Last week I was away in Pennsylvania helping my husband’s cousin prepare for her wedding. My husband stayed in my absence to finish out his workweek, wait for school to get out and care for the farm, before joining me. When we returned after our trip, there in a corner of the garden, was a stack of my seedling trays with crisp, beige plant remains hanging over the side. He had called me in PA to tell me that the 90 degree days were taking their toll on the seedlings and that it didn’t look like he was going to be able to have time to plant them. But knowing this and seeing this were two different things.

Last night I found myself in a vortex of … well, yuck. All of the disappointment I had been feeling about my seeds and now the lack of hair on my kid came crashing together. As I stomped about the house I knew that I needed to get myself to a better place, one that I desperately wanted away from the offenders that I lived with, but I couldn’t think of anywhere that I wanted to go to. So, I shut myself in my room to find some quiet and meditate.

As I sat there, grounding myself and focusing on my breath, I thought of my bees. Last year I started keeping honeybees. I fell in love with these little creatures as I watched them build their colony and fill it with babies and honey. At the end of the season, they fell prey to a marauding colony of feral bees and I stood by and watched as the entire colony died. I tried every trick in the book to save them, and even came up with a few of my own, but ultimately there was nothing that I could do.

Tomorrow we pick up the starts of three new hives. We have decided to scrap the traditional method of beekeeping that we originally started with, and try something much more progressive and organic. I am downright terrified. It isn’t the potential angering of several thousand stinging bodies that worries me, but the crushing disappointment of failure and the potential devastation that I will feel if I have a part in the death of so many.

Disappointment is married to expectation. When we hold onto our assumptions with both hands, there is no way to embrace possibility. My husband, my daughter and feral bees were not the offenders in these stories. My very own self and my expectations created this drama, the others were simply the narrators of the stories. Surrendering to the idea that there is no control, to not make assumptions, is most definitely a leap of faith and vulnerable way to live. But as a parent and a farmer, living in a world of restrictive expectations is potentially catastrophic.

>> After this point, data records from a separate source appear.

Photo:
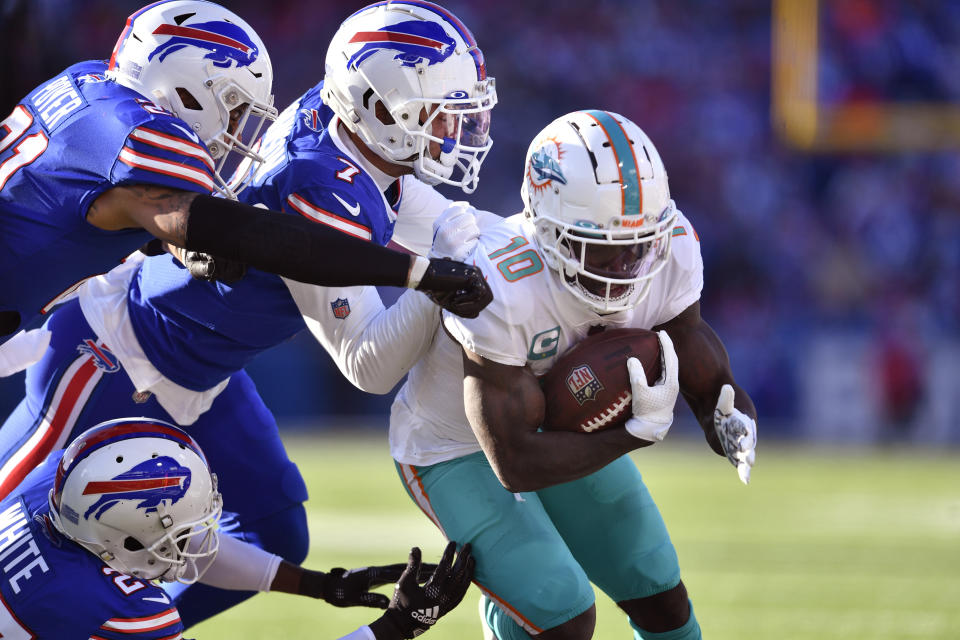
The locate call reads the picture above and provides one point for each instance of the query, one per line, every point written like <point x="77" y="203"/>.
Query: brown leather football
<point x="588" y="389"/>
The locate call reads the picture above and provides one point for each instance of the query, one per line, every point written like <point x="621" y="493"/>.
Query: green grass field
<point x="850" y="544"/>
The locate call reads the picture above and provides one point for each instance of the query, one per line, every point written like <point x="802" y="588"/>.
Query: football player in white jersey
<point x="599" y="244"/>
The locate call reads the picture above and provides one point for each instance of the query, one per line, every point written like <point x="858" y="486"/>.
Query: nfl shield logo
<point x="583" y="384"/>
<point x="341" y="308"/>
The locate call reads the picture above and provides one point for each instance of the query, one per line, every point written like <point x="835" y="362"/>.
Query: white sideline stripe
<point x="51" y="411"/>
<point x="158" y="621"/>
<point x="328" y="218"/>
<point x="413" y="484"/>
<point x="171" y="143"/>
<point x="135" y="159"/>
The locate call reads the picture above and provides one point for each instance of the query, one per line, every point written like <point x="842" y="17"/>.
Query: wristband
<point x="417" y="269"/>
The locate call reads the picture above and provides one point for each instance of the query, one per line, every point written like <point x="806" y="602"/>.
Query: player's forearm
<point x="547" y="458"/>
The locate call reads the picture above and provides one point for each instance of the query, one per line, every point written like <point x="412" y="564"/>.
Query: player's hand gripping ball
<point x="588" y="389"/>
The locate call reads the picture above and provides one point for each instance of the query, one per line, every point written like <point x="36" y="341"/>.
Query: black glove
<point x="414" y="609"/>
<point x="204" y="266"/>
<point x="351" y="588"/>
<point x="457" y="287"/>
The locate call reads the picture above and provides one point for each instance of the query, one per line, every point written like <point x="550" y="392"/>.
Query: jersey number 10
<point x="27" y="150"/>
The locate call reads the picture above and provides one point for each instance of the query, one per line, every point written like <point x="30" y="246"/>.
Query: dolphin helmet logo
<point x="546" y="167"/>
<point x="227" y="43"/>
<point x="415" y="41"/>
<point x="153" y="482"/>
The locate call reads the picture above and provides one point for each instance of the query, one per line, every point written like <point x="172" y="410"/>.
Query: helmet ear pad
<point x="138" y="494"/>
<point x="596" y="191"/>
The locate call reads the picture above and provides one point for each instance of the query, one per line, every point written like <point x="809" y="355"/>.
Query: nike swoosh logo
<point x="354" y="210"/>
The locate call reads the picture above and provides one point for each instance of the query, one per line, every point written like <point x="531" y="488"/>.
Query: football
<point x="588" y="389"/>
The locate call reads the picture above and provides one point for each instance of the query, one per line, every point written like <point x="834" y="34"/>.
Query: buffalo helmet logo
<point x="583" y="384"/>
<point x="154" y="481"/>
<point x="416" y="42"/>
<point x="545" y="167"/>
<point x="227" y="43"/>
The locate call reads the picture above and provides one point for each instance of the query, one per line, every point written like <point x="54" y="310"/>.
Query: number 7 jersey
<point x="531" y="322"/>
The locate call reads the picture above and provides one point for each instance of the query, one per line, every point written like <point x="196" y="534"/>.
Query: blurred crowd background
<point x="833" y="277"/>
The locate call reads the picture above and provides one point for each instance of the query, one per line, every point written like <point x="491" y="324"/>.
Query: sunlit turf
<point x="852" y="544"/>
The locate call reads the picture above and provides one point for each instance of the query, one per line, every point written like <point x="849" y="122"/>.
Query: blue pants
<point x="79" y="383"/>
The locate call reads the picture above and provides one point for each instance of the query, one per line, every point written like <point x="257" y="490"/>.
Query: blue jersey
<point x="54" y="588"/>
<point x="67" y="142"/>
<point x="198" y="333"/>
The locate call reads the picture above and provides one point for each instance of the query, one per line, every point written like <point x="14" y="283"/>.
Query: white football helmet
<point x="204" y="64"/>
<point x="423" y="66"/>
<point x="596" y="192"/>
<point x="138" y="493"/>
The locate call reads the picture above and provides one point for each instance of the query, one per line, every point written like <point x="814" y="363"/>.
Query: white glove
<point x="455" y="232"/>
<point x="23" y="350"/>
<point x="737" y="432"/>
<point x="653" y="404"/>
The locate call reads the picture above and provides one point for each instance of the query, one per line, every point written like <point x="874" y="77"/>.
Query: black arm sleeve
<point x="290" y="246"/>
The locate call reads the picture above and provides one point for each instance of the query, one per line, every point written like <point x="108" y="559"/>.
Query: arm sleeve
<point x="290" y="246"/>
<point x="241" y="566"/>
<point x="373" y="346"/>
<point x="160" y="152"/>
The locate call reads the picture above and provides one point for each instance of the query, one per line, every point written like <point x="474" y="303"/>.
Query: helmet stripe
<point x="126" y="32"/>
<point x="631" y="191"/>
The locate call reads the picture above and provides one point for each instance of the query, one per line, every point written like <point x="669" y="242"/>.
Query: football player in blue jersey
<point x="148" y="339"/>
<point x="132" y="502"/>
<point x="107" y="154"/>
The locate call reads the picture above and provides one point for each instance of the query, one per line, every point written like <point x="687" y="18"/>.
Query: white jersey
<point x="531" y="322"/>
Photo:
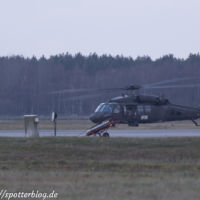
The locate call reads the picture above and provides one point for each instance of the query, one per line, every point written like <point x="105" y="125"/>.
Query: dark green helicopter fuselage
<point x="136" y="109"/>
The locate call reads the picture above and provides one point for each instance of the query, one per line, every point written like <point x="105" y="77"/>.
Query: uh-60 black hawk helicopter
<point x="134" y="109"/>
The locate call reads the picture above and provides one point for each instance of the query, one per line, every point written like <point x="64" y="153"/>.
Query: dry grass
<point x="99" y="168"/>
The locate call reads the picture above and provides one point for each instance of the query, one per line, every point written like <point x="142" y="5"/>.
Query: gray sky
<point x="128" y="27"/>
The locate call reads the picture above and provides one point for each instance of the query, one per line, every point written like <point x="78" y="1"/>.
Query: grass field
<point x="86" y="124"/>
<point x="99" y="168"/>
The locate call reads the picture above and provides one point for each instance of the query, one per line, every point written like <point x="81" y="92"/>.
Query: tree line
<point x="31" y="85"/>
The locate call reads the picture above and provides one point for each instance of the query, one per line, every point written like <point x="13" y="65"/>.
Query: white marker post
<point x="53" y="119"/>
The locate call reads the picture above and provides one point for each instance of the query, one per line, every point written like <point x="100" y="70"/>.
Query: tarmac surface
<point x="157" y="133"/>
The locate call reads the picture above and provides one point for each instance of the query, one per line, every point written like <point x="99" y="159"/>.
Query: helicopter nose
<point x="99" y="117"/>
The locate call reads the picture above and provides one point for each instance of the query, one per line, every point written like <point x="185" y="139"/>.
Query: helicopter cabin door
<point x="132" y="114"/>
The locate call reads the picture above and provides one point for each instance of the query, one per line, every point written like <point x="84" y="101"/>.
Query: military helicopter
<point x="134" y="108"/>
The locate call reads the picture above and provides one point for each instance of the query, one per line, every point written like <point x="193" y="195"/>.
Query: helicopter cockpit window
<point x="116" y="109"/>
<point x="99" y="107"/>
<point x="147" y="108"/>
<point x="140" y="109"/>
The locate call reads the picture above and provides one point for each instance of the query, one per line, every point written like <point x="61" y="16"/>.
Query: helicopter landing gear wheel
<point x="106" y="135"/>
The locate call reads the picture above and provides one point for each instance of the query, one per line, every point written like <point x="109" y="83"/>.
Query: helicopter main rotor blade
<point x="170" y="81"/>
<point x="174" y="86"/>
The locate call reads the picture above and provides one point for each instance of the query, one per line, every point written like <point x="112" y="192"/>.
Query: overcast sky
<point x="128" y="27"/>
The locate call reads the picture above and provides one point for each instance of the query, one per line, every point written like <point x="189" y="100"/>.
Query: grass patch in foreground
<point x="99" y="168"/>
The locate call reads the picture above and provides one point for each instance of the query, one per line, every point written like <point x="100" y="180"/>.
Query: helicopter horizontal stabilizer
<point x="100" y="128"/>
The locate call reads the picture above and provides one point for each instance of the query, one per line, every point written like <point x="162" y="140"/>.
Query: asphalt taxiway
<point x="151" y="133"/>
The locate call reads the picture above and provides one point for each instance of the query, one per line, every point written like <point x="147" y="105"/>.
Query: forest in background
<point x="29" y="85"/>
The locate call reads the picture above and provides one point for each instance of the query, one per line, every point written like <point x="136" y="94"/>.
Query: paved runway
<point x="113" y="133"/>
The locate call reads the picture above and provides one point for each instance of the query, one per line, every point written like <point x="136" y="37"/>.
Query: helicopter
<point x="134" y="108"/>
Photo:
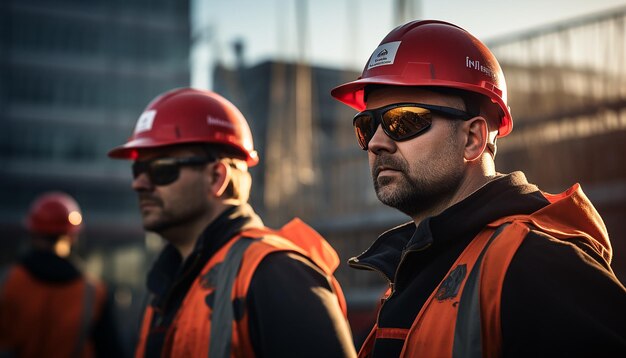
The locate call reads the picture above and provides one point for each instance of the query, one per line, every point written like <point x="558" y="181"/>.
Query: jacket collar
<point x="507" y="195"/>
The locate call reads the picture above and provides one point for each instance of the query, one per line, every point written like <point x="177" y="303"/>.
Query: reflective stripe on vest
<point x="85" y="318"/>
<point x="223" y="315"/>
<point x="467" y="331"/>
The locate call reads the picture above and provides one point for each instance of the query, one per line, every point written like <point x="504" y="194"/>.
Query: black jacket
<point x="290" y="300"/>
<point x="558" y="299"/>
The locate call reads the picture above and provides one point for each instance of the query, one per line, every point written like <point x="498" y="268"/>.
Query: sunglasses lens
<point x="406" y="122"/>
<point x="163" y="173"/>
<point x="364" y="128"/>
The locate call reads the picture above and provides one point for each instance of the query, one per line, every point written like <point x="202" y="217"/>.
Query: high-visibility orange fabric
<point x="188" y="335"/>
<point x="42" y="319"/>
<point x="569" y="215"/>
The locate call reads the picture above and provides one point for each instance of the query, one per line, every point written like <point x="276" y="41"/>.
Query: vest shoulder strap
<point x="467" y="331"/>
<point x="223" y="312"/>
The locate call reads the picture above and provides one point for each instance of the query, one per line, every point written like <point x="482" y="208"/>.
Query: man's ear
<point x="220" y="176"/>
<point x="477" y="138"/>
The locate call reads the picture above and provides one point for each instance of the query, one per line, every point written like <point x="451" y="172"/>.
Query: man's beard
<point x="412" y="193"/>
<point x="169" y="219"/>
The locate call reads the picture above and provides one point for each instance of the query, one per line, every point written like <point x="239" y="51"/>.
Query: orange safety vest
<point x="468" y="324"/>
<point x="48" y="319"/>
<point x="190" y="333"/>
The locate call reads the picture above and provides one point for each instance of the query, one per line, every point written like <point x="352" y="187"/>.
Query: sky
<point x="343" y="33"/>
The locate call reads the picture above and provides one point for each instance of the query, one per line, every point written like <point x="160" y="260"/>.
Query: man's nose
<point x="381" y="142"/>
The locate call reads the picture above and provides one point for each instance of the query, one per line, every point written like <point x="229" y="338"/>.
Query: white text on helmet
<point x="144" y="123"/>
<point x="384" y="54"/>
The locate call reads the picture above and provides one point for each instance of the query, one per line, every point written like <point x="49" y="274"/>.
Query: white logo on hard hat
<point x="215" y="121"/>
<point x="476" y="65"/>
<point x="384" y="54"/>
<point x="144" y="123"/>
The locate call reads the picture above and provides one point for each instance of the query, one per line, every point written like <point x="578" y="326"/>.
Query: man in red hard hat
<point x="490" y="265"/>
<point x="225" y="285"/>
<point x="48" y="308"/>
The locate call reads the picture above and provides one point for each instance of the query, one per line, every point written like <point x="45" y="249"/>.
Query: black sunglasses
<point x="164" y="171"/>
<point x="401" y="121"/>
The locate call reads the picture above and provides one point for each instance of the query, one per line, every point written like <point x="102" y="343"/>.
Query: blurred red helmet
<point x="432" y="53"/>
<point x="185" y="116"/>
<point x="54" y="213"/>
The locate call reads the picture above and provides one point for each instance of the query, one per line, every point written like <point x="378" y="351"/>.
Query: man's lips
<point x="146" y="203"/>
<point x="384" y="170"/>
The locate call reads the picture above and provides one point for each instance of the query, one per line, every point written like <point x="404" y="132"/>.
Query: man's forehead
<point x="168" y="151"/>
<point x="386" y="95"/>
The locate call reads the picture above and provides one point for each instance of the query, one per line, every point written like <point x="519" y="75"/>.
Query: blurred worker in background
<point x="48" y="308"/>
<point x="225" y="285"/>
<point x="490" y="265"/>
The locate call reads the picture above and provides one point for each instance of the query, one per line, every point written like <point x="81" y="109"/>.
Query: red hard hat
<point x="431" y="53"/>
<point x="54" y="213"/>
<point x="188" y="115"/>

Today I will plant the new seedlings that I purchased from a local greenhouse and read about integrating the incoming bees into the new system. And with each step, I will try to be aware of my need to control the outcome with my expectations and just surrender to whatever will be. Though I know that there will still be disappointments to deal with, I will try not to let it prevent me from finding joy in the moment. Just this morning I realized that I can’t see my daughter’s hair when I’m hugging her.

  1. Tina Nadeau says:

    Mikko
    I love your personal story about expecation and disappointment. I too am a beekeeper and the wonderful life lessons I’ve learned from the bees include letting go of all expecations. You never know what you’ll find when you open the hive! Being a beekeeper has made me a better parent and spouse. It sounds simple when you read it, but your comment about disappointment and expecation being married was, well, liberating. It’s scary to let go of control, but freeing at the same time. Thank you for delivering the message with such grace and honesty.

  2. Tina,
    Thank you for your comments! Sadly, the lesson wasn’t over as situations arose making it painfully obvious that we were not going to be able to keep bees this year. Enjoy your year of living with the little ladies and thank you for making my day!